The Orton – Gillingham Approach is a direct, explicit, multi-sensory, structured, sequential, diagnostic, and prescriptive way to teach literacy when individuals, such as those with dyslexia, cannot easily read, write, and spell. It is understood and practiced most appropriately as an approach, not a method, program, or system. It is a powerful tool of exceptional breadth, depth, and flexibility in the hands of a well-trained and experienced instructor.
Touch Math Program
TouchMath is a multisensory math program that makes critical math concepts appealing and accessible for students who struggle to understand grade-level content. TouchMath is committed to maximizing student potential through its worldwide delivery of hands-on math programs, cultivating success with individuals of all abilities and learning styles.
An emphasis on developing and strengthening students’ executive functioning skills is another key component of the Cottonwood Day School program. Executive function is defined as a set of mental processes that helps connect past experience with present action. These mental processes are used to perform activities such as planning, organizing, strategizing, paying attention to and remembering details, and managing time and space. If a student’s executive functioning skills are compromised, tasks such as organizing homework, time management, multi-tasking, recalling past information and asking for help can all be impacted, further complicating a student’s ability to perform successfully. We devote time throughout the day to work on strengthening these skills.

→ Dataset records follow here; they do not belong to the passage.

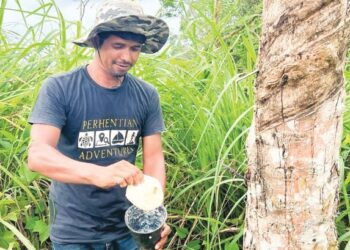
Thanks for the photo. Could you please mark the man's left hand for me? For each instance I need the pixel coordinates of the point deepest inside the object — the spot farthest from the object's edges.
(164, 236)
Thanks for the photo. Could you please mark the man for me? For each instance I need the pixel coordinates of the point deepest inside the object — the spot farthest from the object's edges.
(86, 129)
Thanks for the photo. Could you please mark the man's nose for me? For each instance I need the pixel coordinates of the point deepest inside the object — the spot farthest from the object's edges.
(126, 55)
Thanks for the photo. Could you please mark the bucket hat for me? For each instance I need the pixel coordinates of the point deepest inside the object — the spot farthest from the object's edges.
(127, 16)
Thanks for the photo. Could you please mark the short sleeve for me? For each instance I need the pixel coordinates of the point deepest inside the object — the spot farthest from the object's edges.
(50, 105)
(154, 121)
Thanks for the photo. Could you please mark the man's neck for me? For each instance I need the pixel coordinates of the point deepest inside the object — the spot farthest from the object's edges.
(102, 78)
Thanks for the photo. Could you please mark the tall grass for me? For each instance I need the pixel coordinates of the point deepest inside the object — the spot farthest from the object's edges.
(205, 79)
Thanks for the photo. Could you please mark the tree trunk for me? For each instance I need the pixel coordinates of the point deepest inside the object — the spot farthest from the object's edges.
(293, 145)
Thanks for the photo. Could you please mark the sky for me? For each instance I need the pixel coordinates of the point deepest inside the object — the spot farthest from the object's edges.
(70, 11)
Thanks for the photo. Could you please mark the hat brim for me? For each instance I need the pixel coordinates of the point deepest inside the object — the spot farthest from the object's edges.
(154, 29)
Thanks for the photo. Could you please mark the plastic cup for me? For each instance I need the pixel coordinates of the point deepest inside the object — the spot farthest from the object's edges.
(145, 226)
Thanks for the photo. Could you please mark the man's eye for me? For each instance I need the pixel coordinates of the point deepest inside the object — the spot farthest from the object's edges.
(136, 48)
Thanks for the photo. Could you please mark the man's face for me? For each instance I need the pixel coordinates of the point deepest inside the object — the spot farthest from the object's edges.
(118, 55)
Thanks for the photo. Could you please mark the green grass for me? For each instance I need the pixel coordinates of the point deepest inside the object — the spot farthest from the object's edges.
(205, 80)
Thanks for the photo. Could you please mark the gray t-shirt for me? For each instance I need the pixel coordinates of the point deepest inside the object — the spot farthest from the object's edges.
(100, 126)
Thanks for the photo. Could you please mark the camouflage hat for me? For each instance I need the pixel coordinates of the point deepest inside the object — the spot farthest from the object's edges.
(127, 16)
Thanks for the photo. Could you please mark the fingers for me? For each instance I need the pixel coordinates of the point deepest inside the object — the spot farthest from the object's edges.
(127, 173)
(164, 236)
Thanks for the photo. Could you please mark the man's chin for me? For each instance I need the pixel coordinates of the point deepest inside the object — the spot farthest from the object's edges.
(119, 74)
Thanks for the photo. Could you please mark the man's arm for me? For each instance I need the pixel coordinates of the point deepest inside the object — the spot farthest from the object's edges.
(43, 157)
(153, 158)
(153, 164)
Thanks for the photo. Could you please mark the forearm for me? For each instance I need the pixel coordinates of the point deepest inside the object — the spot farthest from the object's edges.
(48, 161)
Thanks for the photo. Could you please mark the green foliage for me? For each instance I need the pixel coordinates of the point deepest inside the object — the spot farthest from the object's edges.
(205, 80)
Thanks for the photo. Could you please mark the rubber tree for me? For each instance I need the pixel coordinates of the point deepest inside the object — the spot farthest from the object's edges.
(294, 142)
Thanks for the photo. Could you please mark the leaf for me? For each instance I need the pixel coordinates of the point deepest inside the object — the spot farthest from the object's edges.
(182, 232)
(18, 234)
(194, 245)
(13, 216)
(231, 246)
(6, 237)
(30, 222)
(43, 229)
(27, 175)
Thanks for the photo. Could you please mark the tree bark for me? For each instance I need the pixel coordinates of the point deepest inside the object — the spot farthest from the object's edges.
(293, 145)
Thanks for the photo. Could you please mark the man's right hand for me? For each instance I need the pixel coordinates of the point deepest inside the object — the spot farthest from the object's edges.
(121, 173)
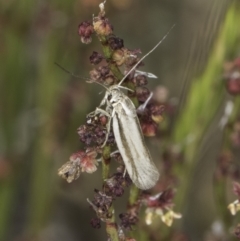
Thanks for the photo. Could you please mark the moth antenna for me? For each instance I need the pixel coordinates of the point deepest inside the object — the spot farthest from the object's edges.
(125, 88)
(80, 77)
(129, 72)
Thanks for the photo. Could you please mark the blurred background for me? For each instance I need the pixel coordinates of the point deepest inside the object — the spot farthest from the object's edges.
(41, 106)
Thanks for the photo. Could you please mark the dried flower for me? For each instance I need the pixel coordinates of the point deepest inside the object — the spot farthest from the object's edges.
(95, 58)
(234, 207)
(96, 223)
(79, 162)
(102, 26)
(115, 43)
(160, 205)
(85, 30)
(128, 220)
(237, 231)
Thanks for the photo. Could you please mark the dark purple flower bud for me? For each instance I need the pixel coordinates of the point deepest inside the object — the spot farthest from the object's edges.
(128, 220)
(141, 80)
(236, 189)
(103, 70)
(109, 80)
(237, 231)
(85, 30)
(96, 223)
(142, 93)
(102, 26)
(95, 58)
(115, 43)
(95, 75)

What are executive functions?
- Emotional Control
- Task Initiation
- Task Completion
- Working Memory
- Processing Speed
- Impulse Control
- Cognitive Flexibility
- Problem Solving
Some people describe executive function as “the CEO of the brain.” That’s because these skills allow us to set goals, plan and get things done. When kids struggle with executive skills, it impacts them in school and in everyday life.

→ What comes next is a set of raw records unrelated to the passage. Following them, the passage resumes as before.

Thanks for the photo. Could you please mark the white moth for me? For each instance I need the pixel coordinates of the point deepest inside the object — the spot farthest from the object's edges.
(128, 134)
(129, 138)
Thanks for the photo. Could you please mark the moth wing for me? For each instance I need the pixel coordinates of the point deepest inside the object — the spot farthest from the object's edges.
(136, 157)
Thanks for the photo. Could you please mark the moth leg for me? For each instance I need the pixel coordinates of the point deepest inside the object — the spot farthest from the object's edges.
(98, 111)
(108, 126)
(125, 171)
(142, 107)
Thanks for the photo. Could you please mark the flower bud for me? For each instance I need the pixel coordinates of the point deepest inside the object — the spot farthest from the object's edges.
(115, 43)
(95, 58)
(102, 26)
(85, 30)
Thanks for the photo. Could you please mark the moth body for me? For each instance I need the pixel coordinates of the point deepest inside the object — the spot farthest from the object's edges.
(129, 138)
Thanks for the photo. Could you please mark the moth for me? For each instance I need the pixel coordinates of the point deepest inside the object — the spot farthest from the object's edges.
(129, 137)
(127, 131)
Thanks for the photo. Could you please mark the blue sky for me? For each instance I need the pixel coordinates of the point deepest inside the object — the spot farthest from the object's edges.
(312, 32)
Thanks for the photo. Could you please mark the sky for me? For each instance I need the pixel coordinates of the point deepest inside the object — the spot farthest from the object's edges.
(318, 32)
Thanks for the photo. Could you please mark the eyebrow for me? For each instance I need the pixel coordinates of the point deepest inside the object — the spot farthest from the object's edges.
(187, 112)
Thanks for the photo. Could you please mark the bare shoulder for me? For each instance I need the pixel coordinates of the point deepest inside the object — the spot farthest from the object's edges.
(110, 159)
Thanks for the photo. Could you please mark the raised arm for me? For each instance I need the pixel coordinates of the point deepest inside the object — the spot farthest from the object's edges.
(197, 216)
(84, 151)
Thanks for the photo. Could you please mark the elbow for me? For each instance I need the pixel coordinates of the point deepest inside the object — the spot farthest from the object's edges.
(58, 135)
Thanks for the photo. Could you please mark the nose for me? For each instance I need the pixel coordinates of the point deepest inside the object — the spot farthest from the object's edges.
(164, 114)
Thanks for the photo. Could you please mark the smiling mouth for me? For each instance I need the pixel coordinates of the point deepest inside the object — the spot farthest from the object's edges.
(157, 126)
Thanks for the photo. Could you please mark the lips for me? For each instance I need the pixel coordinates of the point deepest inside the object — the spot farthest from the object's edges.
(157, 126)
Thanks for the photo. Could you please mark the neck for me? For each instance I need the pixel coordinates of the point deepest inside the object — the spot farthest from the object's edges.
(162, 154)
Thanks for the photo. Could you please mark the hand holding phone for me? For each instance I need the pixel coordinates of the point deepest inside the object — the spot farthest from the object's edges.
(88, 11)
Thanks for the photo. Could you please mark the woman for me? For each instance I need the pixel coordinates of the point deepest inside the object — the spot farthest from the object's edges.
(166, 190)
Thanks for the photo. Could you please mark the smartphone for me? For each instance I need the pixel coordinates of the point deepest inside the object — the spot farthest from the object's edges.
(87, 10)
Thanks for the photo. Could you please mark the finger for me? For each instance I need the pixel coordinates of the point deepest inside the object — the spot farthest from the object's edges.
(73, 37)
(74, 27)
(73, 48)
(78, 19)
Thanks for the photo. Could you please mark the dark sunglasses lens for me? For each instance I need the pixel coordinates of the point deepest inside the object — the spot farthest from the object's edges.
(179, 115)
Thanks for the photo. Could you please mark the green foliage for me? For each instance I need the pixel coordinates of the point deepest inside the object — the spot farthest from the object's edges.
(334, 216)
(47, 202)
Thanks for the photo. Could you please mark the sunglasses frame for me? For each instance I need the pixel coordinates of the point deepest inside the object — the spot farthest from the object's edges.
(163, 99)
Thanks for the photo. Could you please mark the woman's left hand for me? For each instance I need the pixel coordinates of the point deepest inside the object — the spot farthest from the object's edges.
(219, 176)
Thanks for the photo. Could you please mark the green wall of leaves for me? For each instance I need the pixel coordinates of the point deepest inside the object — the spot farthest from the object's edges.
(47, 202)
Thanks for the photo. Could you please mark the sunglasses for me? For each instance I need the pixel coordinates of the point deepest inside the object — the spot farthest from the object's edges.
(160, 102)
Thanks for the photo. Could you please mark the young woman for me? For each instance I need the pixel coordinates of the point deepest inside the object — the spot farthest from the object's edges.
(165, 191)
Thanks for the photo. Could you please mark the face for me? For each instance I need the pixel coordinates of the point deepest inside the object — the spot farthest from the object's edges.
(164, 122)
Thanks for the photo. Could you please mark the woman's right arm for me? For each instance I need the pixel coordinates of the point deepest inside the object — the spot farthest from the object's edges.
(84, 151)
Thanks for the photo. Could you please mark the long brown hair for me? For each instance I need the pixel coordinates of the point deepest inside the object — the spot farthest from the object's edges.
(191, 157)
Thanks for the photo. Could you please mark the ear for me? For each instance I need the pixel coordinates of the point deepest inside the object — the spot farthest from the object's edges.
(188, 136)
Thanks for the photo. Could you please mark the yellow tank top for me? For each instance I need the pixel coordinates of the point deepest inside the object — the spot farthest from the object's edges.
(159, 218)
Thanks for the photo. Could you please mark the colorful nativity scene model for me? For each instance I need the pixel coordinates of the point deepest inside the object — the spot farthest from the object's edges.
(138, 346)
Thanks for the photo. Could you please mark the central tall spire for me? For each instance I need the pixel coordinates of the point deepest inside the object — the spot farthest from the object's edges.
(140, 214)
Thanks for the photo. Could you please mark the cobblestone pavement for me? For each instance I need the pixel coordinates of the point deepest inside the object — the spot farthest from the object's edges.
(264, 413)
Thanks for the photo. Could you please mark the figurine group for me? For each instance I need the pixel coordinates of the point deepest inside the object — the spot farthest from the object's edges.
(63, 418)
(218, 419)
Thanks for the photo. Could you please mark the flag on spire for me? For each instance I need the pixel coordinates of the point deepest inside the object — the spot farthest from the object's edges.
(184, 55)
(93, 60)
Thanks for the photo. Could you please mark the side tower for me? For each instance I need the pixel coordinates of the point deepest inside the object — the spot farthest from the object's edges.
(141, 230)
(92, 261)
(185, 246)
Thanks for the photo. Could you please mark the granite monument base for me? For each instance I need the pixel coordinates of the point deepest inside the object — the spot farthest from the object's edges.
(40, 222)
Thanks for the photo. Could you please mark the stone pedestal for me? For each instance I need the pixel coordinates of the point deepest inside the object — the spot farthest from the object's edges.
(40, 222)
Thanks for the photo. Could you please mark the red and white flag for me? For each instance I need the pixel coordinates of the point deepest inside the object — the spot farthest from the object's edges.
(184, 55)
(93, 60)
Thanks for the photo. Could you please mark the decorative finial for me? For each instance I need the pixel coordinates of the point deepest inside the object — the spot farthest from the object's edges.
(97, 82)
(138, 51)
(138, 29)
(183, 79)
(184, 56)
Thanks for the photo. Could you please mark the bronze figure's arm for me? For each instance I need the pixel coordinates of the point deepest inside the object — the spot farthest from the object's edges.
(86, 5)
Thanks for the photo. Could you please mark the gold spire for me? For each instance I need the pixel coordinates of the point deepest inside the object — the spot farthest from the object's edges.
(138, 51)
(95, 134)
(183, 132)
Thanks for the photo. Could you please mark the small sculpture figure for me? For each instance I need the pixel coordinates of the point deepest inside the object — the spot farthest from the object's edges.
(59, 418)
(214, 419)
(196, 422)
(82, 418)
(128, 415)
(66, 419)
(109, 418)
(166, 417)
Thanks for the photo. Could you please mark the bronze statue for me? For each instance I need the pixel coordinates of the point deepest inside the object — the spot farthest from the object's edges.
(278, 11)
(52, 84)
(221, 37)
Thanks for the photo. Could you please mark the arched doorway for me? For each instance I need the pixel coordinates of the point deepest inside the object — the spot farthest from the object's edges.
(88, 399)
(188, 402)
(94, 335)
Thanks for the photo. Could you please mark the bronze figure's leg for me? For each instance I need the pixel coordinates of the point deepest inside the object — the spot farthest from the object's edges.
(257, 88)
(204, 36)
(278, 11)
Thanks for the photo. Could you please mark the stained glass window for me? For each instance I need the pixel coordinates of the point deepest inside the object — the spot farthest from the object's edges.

Social & Emotional Learning
At Cottonwood Day School we teach to the whole child. In order for students to reach their full potential in school and in life, schools must provide instruction on academics and social and emotional skills. Providing instruction in Social and Emotional Learning (SEL) helps children resolve conflicts peacefully, handle emotions positively, empathize, and make responsible decisions.
What is SEL? Social and emotional learning (SEL) is the process through which children and adults understand and manage emotions, set and achieve positive goals, feel and show empathy for others, establish and maintain positive relationships, and make responsible decisions.

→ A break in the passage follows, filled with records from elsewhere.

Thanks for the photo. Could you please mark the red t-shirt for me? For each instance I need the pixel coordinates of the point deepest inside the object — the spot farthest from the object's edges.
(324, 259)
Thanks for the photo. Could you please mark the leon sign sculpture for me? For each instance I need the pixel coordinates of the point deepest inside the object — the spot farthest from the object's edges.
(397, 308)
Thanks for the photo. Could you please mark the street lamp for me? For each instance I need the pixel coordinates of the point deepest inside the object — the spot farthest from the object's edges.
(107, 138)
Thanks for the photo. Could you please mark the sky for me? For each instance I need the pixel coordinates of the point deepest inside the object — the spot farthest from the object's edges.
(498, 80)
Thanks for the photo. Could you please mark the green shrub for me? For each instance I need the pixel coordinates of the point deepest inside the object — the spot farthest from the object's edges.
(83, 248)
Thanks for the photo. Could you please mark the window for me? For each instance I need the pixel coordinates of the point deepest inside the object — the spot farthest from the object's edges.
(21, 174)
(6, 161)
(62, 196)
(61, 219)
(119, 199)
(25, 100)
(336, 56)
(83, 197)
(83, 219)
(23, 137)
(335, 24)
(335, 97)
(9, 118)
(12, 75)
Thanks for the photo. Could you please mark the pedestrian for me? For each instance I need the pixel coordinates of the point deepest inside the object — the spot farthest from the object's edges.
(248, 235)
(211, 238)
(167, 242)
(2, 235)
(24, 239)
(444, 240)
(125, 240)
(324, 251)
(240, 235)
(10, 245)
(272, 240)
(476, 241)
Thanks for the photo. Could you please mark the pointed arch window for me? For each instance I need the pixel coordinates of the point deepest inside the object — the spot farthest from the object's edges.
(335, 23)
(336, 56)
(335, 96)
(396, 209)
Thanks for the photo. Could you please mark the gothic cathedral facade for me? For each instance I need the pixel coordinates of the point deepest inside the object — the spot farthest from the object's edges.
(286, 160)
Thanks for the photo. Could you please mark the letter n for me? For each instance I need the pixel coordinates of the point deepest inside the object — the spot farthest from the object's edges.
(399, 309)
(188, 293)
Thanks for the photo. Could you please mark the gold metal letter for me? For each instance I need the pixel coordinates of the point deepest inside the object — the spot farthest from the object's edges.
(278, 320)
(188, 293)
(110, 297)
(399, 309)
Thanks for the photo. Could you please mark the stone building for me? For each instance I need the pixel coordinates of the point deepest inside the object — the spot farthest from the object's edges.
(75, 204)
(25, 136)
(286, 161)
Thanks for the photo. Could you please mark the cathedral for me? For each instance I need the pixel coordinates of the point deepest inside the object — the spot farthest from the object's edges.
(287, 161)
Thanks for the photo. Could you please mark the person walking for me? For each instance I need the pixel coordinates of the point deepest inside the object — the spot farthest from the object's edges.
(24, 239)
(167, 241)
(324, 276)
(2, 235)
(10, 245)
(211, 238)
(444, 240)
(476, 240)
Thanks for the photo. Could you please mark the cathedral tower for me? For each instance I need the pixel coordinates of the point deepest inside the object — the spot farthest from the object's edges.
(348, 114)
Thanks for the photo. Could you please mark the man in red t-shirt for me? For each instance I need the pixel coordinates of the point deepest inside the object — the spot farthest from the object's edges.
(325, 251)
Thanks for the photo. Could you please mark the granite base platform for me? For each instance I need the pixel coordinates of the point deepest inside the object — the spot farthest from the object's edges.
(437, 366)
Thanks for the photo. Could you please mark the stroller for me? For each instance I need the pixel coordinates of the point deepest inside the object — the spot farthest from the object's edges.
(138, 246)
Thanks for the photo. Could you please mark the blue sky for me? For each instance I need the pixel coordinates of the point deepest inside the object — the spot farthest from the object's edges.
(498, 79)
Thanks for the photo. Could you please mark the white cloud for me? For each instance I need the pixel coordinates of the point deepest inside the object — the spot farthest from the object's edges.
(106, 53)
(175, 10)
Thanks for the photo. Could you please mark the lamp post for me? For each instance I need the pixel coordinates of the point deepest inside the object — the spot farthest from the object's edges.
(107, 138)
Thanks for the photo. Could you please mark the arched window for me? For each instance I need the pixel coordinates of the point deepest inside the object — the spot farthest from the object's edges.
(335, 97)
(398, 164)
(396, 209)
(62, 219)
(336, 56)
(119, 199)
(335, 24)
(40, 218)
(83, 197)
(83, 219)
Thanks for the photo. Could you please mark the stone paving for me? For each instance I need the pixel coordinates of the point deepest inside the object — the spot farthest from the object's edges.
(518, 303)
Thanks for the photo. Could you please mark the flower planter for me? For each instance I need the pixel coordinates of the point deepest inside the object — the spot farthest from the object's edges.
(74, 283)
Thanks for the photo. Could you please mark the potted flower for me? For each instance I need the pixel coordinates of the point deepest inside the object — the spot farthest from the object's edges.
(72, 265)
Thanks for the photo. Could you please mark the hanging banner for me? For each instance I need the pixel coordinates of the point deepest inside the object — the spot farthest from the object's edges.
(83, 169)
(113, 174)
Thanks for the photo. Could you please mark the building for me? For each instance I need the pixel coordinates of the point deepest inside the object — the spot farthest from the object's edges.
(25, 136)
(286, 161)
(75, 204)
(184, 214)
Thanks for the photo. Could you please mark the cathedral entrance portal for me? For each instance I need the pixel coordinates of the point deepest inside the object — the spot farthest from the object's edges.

We incorporate art daily into different content areas to help reinforce material learned.
Learning Disabilities & the Arts
The arts are more than a fun, superficial way to keep kids occupied. Art activities can help children with learning disabilities begin to overcome the challenges they face in learning in many different ways.
Because art, in all its forms, is subjective, children with learning disabilities won’t be pressured to do things exactly like everyone else. In addition to providing a self-esteem boost, art helps children with learning differences, such as dyslexia, ADHD, and sensory disorders, communicate more effectively and express thoughts and feelings in a way that makes sense to them, according to PBS.org.
Students participate in a Music therapy class once a week.
"When words fail, music speaks ~Shakespeare
Exercise can provide significant benefits for children in all of the developmental stages of life. Regular participation in physical education classes also promotes positive advancements in students with special needs.
Research has shown that physical education programs can do a great deal to improve the lifestyle of children with special needs; they can increase competency in gross motor skills, help to control obesity, improve self-esteem and social skills, encourage an active lifestyle, and maintain motivation in various areas of life.